AKP`ye karşı son dönemde emek eksenli en güçlü sol çıkış 1 Mayıs meydanlarından yapıldı. 2009 yılı 1 Mayıs`ı işçilerin, öğrencilerin, yoksulların, kadınların, işsizlerin AKP`ye karşı tüm ülkede sokakları doldurduğu tam bir meydan okumaya dönüştü. Pek çok yerde ilk defa 1 Mayıs kutlamaları gerçekleştirilirken, geçen senelere göre 1 Mayıs eylemlerine katılımda özellikle gençlikte ve işçi kitlelerinde […]
AKP`ye karşı son dönemde emek eksenli en güçlü sol çıkış 1 Mayıs meydanlarından yapıldı. 2009 yılı 1 Mayıs`ı işçilerin, öğrencilerin, yoksulların, kadınların, işsizlerin AKP`ye karşı tüm ülkede sokakları doldurduğu tam bir meydan okumaya dönüştü. Pek çok yerde ilk defa 1 Mayıs kutlamaları gerçekleştirilirken, geçen senelere göre 1 Mayıs eylemlerine katılımda özellikle gençlikte ve işçi kitlelerinde önemli bir artış gerçekleşti.
Emekçi halkın AKP`ye karşı siyasi meydan okumasının en önemli simgesi kuşkusuz Taksim Meydanı oldu. Devletin aylar öncesinde başlayan baskı, yalan, terörize etme gibi onca yöntemine karşı İstanbul`da Taksim iradesi kazandı. Taksim`e çıkan sokak aralarında devletin faşist zorbalığının işe koyulduğu sırada aynı “Taksim iradesi” Ankara`da meydan girişlerindeki polis arama noktalarını ortadan “kaldırırken”, Kocaeli`nde devrimciler İstanbul yolunu trafiğe kapattı ve İzmir Konak`taki yasak da Öğrenci Kolektifleri tarafından delindi.
Taksim için kopan fırtına
Türkiye`de 1 Mayıs`lar emeğin insanca yaşam talepleri ile demokrasi ve özgürlük istemleri açısından her zaman bir mücadele günü olagelmiştir. Bu 1 Mayıs`a havasını veren temel talepler de kriz karşısında emeğin haklarını, insanca yaşam için kamusal hakları savunmak ve 1977 yılı 1 Mayıs`ında kontrgerilla tarafından katledilen 36 insanımızın devletten hesabını sormak oldu. Devletin faşist zorbalığının, emekçiye dönük “Taksim yasağı” konusundaki klasik yasakların altında yatan temel dürtü de bu taleplerin dile getirilmesinin engellenmeye çalışılmasından ibaretti.

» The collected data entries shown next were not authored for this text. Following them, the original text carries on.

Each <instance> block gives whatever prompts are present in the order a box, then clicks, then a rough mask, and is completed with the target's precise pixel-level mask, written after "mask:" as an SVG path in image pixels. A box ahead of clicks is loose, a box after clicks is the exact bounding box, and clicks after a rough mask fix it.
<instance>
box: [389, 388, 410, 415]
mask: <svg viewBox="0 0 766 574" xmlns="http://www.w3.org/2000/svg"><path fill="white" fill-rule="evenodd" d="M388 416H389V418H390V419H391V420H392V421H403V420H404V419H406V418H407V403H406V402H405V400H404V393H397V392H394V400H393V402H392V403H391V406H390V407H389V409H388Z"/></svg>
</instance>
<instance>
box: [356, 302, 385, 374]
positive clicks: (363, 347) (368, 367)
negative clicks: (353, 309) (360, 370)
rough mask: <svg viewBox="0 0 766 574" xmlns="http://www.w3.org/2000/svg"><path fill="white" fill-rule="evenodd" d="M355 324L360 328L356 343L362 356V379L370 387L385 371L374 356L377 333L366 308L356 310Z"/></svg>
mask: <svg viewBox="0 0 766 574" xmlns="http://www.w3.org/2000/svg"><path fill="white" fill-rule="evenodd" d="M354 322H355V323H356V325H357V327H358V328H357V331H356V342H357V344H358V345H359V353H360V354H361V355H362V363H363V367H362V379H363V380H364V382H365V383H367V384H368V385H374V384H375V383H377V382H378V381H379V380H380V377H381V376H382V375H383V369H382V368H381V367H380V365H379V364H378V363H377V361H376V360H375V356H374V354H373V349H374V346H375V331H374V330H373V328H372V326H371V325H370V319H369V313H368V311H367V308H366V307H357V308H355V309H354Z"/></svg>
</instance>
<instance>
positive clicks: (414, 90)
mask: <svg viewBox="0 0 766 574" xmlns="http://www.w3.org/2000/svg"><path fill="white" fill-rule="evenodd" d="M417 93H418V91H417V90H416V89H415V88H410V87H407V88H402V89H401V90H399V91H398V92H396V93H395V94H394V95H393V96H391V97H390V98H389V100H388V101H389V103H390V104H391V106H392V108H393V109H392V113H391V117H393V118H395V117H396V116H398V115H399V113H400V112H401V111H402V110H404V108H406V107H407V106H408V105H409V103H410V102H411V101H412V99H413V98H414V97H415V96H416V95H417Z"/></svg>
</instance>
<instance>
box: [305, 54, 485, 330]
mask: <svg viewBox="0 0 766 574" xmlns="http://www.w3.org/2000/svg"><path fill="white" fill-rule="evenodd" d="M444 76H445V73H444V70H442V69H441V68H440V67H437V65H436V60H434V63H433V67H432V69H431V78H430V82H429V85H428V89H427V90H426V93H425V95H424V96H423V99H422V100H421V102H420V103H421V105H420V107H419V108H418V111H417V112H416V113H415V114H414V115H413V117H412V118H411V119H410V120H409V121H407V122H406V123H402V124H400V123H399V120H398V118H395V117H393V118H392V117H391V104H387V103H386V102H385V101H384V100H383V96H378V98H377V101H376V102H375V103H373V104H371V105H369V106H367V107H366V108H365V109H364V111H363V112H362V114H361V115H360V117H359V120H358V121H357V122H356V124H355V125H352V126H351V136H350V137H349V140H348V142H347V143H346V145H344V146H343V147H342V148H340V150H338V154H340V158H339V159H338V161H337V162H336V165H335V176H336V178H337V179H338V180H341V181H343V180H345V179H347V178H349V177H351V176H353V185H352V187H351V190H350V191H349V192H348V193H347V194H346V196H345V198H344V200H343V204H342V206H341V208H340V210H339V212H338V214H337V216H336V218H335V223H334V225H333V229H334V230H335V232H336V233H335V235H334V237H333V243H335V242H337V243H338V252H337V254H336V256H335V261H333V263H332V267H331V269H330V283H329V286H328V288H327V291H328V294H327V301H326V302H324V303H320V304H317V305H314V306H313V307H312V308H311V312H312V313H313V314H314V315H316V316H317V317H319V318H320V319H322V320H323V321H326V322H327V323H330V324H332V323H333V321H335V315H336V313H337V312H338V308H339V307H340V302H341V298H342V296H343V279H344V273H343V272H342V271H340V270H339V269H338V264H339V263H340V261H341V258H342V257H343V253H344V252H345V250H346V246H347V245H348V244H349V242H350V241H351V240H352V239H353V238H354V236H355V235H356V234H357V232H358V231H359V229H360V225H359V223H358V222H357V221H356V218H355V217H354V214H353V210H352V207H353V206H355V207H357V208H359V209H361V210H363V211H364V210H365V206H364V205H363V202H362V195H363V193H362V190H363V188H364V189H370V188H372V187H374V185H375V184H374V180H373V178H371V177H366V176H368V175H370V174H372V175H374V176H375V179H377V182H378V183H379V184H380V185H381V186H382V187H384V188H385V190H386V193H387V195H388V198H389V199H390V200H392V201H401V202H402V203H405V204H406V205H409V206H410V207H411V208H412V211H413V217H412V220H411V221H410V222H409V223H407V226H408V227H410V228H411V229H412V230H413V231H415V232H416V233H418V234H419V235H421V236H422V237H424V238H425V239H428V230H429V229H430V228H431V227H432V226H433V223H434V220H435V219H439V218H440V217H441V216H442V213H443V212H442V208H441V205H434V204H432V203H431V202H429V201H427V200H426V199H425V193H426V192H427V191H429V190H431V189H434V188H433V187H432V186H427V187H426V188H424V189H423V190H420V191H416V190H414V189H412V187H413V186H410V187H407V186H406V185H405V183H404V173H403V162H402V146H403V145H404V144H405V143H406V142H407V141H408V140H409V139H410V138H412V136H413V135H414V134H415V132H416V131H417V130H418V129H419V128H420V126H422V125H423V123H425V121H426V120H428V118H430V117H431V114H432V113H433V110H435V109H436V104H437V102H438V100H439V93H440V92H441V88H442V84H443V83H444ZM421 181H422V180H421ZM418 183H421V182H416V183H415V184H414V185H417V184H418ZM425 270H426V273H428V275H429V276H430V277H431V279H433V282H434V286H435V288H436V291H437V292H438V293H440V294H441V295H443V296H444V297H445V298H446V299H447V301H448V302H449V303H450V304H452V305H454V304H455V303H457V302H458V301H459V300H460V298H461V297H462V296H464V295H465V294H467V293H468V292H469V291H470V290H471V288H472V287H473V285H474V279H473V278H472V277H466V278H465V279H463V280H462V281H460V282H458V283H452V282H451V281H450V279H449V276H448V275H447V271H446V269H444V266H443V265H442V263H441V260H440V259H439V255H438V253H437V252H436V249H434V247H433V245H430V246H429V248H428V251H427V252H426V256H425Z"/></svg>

Ortaya atılan “biz 1 Mayıs`ı tatil lütfettik siz de Taksim`den vazgeçin pazarlığı”, “makul sayı” saçmalıkları, işçi-işçi olmayan, sendika-sendika dışı gruplar gibi yapay ayrımlar (ki bu ayrımlar medya tarafından da “işçiler-provokatör gruplar” gibi ayrıştırmalarla işlenmiş ve devletin ileride de kullanacağı belli olan taktikler olarak görülüyor) kullanılan kirli engelleme yöntemlerinin başındaydı. Onca polis, gaz bombası, plastik mermi, yüzlerce gözaltı, dayak, işbirlikçi Türk-İş ve Hak-İş ile Taksim iradesini bölmeye dönük Kadıköy mitingi, hepsi ama hepsi Taksim`e çıkan yollarda devrimcilerin, emekçilerin gerek öncesinde gerekse de 1 Mayıs gününde kararlı duruşları sayesinde boşa çıkartıldı.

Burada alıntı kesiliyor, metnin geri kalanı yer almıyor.